The Little Match Girl – Resource pack for teachers Lesson Four – Literacy Focus
Notes:
• This lesson is designed to be delivered using whichever literacy skills focus you are working on at the time. This ensures it can be delivered at any point within the literacy curriculum. Therefore, prior to the lesson you will need to consider which skills you would like to get students to focus on. This gives an opportunity to focus on using some of the grammar outlined in the curriculum including:
– KS1: Joining words and clauses, prefixes, suffixes, basic sentence punctuation, subordination, co-ordination, noun phrases, progressive verbs and present or past tense.
– KS2: prefixes, consonants, vowels, word families, conjunctions, adverbs, prepositions, headings, subheadings, inverted commas, noun phrases with modifying adjectives, paragraphs organised by theme, inverted commas, apostrophes, relative clauses, modal verbs, poems, short stories, adverbials, brackets, dashes, commas, informal and formal speech, passive sentences, adverbials, ellipsis, colons, semi-colons and bullet points.
• Subsequently, this task can also be scaffolded to support the needs and abilities of the class.
Lesson Objective:
• To use a variety of writing techniques to write about the history of a match-seller.
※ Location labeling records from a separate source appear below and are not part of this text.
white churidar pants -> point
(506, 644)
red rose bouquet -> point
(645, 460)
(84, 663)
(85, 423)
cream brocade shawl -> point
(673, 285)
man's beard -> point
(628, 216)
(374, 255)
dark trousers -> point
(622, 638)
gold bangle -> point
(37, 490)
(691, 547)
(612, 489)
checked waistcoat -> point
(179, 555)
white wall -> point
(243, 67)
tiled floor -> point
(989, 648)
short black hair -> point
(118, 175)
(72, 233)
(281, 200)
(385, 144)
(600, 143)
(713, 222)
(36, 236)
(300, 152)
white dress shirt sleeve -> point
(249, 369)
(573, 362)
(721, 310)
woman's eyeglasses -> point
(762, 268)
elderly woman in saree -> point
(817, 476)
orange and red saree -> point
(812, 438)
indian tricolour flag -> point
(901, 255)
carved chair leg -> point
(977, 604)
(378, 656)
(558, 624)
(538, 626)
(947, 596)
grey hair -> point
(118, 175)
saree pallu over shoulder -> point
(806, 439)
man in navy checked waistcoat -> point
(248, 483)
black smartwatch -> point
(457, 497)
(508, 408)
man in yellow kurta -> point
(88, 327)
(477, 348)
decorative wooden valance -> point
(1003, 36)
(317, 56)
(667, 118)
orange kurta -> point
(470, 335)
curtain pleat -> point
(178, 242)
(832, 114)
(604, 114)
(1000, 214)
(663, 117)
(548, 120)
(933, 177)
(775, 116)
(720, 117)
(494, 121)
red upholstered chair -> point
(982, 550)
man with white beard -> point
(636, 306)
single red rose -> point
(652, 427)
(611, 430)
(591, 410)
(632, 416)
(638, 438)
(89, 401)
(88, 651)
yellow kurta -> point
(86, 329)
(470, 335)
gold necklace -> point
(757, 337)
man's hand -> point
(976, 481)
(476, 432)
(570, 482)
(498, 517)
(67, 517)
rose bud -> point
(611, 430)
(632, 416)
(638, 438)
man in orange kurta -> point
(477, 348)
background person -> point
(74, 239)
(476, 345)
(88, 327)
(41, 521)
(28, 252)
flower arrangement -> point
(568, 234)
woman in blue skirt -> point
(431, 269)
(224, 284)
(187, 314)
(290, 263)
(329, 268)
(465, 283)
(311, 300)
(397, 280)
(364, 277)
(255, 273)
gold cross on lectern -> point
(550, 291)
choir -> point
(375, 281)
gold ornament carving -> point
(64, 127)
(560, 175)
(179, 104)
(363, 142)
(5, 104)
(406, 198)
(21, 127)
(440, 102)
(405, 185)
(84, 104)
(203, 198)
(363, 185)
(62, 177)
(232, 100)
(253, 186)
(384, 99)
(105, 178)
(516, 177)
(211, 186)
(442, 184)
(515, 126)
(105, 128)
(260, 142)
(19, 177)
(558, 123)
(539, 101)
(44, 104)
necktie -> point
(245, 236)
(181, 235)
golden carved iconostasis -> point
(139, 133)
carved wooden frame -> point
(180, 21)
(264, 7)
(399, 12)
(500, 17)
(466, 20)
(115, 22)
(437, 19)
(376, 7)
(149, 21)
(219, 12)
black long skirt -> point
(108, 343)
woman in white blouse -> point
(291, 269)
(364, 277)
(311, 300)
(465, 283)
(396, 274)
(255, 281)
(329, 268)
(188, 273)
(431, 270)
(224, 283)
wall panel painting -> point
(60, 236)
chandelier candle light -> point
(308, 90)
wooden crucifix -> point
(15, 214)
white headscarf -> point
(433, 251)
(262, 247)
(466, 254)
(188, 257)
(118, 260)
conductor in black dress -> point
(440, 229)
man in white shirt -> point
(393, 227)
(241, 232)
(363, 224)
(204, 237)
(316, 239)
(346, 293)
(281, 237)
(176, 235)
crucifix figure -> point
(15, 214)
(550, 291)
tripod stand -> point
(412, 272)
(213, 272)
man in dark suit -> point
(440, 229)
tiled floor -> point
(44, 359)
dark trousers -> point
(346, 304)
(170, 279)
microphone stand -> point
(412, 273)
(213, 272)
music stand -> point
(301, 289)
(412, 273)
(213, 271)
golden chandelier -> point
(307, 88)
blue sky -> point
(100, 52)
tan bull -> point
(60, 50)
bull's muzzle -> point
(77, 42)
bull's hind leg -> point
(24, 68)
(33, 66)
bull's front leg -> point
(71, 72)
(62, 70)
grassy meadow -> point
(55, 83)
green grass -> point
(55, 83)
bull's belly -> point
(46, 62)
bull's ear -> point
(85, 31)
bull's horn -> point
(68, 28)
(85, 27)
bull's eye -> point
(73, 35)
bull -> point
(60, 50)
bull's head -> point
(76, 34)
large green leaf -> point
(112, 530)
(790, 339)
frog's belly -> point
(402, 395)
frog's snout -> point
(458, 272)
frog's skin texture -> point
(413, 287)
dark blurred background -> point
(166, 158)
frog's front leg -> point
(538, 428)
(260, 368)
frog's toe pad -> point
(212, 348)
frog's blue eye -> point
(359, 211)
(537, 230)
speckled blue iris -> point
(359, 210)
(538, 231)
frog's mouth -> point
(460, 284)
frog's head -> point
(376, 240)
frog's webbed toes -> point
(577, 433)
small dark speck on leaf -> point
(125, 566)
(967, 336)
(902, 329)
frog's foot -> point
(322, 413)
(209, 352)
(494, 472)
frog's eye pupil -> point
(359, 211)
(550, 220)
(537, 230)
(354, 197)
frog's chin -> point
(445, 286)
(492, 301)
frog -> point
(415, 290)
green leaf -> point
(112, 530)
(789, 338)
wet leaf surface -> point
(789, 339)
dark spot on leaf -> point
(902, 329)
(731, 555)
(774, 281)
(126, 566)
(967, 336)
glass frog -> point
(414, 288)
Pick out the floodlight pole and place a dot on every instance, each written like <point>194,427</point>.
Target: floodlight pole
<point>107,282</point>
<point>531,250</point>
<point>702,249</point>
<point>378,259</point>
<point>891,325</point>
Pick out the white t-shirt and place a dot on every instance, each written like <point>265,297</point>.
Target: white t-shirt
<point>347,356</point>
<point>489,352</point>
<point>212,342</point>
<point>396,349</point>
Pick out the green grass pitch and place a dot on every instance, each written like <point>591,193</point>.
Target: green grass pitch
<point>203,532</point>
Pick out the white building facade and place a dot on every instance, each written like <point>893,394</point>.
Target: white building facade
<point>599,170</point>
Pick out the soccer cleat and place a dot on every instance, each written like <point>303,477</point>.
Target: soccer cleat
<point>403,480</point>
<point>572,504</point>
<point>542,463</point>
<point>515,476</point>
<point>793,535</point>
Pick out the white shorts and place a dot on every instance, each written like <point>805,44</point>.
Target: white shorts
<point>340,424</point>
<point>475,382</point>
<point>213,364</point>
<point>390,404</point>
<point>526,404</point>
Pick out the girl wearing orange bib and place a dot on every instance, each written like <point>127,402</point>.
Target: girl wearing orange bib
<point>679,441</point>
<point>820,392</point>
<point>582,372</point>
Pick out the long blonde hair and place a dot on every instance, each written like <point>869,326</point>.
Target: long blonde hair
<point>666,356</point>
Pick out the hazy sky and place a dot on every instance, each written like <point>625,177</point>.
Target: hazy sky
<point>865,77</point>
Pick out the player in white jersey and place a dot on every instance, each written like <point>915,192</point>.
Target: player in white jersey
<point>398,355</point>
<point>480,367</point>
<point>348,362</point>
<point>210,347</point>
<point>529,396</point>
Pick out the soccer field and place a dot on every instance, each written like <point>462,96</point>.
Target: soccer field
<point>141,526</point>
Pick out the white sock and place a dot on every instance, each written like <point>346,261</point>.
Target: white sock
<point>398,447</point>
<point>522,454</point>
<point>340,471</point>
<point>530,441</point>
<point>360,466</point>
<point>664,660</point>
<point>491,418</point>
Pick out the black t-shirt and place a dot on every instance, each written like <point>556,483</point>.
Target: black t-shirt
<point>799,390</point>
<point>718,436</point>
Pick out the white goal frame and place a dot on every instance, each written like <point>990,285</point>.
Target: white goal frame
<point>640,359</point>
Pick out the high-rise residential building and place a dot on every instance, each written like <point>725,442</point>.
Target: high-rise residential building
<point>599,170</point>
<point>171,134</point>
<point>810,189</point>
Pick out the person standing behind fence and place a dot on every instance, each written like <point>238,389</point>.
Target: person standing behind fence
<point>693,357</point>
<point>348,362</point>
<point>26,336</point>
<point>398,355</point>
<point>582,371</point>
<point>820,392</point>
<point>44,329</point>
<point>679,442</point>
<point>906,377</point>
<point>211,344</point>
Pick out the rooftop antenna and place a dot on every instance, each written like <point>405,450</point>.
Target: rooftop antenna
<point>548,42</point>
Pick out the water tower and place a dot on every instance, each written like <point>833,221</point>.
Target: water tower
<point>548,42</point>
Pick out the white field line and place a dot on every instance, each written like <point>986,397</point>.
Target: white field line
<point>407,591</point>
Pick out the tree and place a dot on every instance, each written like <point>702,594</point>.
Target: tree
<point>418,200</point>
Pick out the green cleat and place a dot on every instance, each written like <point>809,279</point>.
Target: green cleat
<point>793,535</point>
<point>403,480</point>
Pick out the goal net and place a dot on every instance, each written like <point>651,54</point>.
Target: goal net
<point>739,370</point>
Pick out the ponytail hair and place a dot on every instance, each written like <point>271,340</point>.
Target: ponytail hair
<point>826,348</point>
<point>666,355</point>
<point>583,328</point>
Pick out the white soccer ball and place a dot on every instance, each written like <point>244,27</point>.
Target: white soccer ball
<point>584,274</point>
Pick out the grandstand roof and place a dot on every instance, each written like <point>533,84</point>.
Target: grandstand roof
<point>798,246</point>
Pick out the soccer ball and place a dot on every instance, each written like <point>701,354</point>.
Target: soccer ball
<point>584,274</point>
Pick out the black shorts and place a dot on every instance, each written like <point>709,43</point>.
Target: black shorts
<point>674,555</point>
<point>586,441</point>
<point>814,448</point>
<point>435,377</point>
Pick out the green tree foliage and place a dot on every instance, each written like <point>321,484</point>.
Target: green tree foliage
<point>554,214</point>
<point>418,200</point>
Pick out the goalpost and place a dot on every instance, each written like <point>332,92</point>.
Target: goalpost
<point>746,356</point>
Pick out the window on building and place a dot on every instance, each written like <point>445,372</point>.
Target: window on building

Suitable for pupils working at:
Key stage one and two levels
Preparatory tasks prior to delivery:
• Decide on which skill(s) you wish for the class to focus on when writing
• Check you have access to the production film
• Optional: print the provided writing frame for students to use when producing their final draft of work
Task One:
As a class you can recap the chosen skill, how it should be used in a piece of writing. Then model an example of task two as a class on the board which embeds the use of the key skill(s).
Task Two:
KS1
Ask students to re-watch the scene where the Donnarumma family are enjoying their Christmas celebrations, and the little match girl is left outside in the cold. The scene begins at 30:34 and ends at 36:05.
Get students to write about the scene while embedding the chosen key skill(s). You may wish to consider doing this in the form of a short story, poem or memoir of one of the characters. Again, your choice of written format can be scaffolded to support students’ needs and abilities.
KS2
Ask students to write about the history of a match-seller while embedding the chosen key skill(s). You may wish to consider doing this in the form of a short story, poem, journal, biography or newspaper article. Again, your choice of written format can be scaffolded to support students’ needs and abilities.
Students can write final drafts using the writing frame provided for their final show and tell presentation.
Task Three (optional):
Invite students to share their writing with the class.